1998 financial crisis
Large banks lost between 14% and 45% of their retail deposits. An exception was Sberbank, which kept the large majority of its rouble-denominated accounts, but lost over 30% of its USD-denominated accounts. To protect savers, CBR offered to transfer savings from insolvent banks to Sberbank, since deposits at Sberbank were insured. Also dollar accounts were transferred to Sberbank at a rate of 9 roubles per dollar much below the market rate, so that customers lost an estimated half of the value of their dollar deposits.

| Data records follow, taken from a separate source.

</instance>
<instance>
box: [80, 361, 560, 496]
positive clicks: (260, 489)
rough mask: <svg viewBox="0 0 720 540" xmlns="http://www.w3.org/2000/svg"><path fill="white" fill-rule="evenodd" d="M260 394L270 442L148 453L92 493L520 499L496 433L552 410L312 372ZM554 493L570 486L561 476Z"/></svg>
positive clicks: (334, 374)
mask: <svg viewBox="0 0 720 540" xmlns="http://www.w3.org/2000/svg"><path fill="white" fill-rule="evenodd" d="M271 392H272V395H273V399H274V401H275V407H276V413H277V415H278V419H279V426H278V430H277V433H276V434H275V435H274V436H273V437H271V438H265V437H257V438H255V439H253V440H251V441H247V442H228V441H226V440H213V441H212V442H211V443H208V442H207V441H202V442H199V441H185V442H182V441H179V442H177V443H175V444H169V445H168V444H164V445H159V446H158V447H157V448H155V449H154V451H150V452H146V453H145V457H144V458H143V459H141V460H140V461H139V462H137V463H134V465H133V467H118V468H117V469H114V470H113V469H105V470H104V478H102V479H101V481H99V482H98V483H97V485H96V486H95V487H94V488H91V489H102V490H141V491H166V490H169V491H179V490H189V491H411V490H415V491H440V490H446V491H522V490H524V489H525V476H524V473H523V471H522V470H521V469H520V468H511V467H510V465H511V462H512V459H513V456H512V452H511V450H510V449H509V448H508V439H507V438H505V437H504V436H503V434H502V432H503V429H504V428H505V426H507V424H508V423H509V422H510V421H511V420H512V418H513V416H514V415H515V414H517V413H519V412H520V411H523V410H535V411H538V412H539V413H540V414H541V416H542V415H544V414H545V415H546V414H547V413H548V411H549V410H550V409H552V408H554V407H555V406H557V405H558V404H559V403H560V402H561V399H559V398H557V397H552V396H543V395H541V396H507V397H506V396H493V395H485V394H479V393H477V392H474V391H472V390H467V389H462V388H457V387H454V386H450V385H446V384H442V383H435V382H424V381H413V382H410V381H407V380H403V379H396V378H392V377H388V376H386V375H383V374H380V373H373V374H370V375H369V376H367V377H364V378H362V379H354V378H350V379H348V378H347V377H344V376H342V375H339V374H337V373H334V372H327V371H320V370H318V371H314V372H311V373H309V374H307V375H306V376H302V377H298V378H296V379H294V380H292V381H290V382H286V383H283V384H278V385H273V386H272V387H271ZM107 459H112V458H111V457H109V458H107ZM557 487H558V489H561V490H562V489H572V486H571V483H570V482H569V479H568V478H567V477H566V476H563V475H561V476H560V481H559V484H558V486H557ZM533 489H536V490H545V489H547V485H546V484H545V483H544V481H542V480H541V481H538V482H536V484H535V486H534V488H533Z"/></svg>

On September 3, 1998, during the 1998 Russian financial crisis, private accounts at the SBS-Agro and MENATEP banks, Inkombank, Promstroibank, Most Bank, and Moscow Business Bank were frozen. Depositors at these banks were given the opportunity to transfer their money to the Sberbank at the rate of 9.33 rubles/US$. This action continued for one month.
post 1998 reforms
In 2003, the Russian government implemented a government deposit insurance program, to partially level the playing field for private sector banks that had no such insurance, and the state banks that were backed by state funds. The deposit insurance program also was a way to introduce tighter supervision over the private sector banks that were required to meet financial health criteria by the Russian central bank before being eligible for the insurance.
2008 financial crisis
Beginning in early October 2008, several Russian banks failed due to liquidity issues related to US credit derivatives. Russian bank Globex barred customers from withdrawing money from their accounts October 15, 2008, in the first bank run of the current global economic crisis. Rather than severely damaging the banking sector, the crises have helped to improve its functioning by making authorities realise the necessity of enhancing regulation and supervision. The crises have also helped in ridding the sector of small questionable entities. State banks benefited from the 2008–2009 economic crisis, serving as agents for distributing crisis financing to the economy. They also received direct capital injections from the state and acquired some of the troubled private banks.
The federal law "On banks and banking activity" regulates the activities of credit institutions in Russia, determines their legal status, establishes the rules for their registration, and defines the list of operations that only credit institutions licensed by the Central Bank can carry out, as well as the list of other activities that credit institutions may carry out.
Credit and Debit cards
At the end of 2009, some 700 credit institutions had issued and/or acquired payment cards in the Russian Federation. The number of payment cards issued by credit institutions at the end of 2009 totalled 124 million, up from 54.6 million at the end of 2005. Both Russian and international card payment schemes are active in the national market. The number of Russian card payment schemes has remained roughly constant over the past decade. At the end of 2009, there were about 60 Russian debit and credit card payment schemes, several times more than the number of international card payment schemes with cards issued and/or accepted in Russia.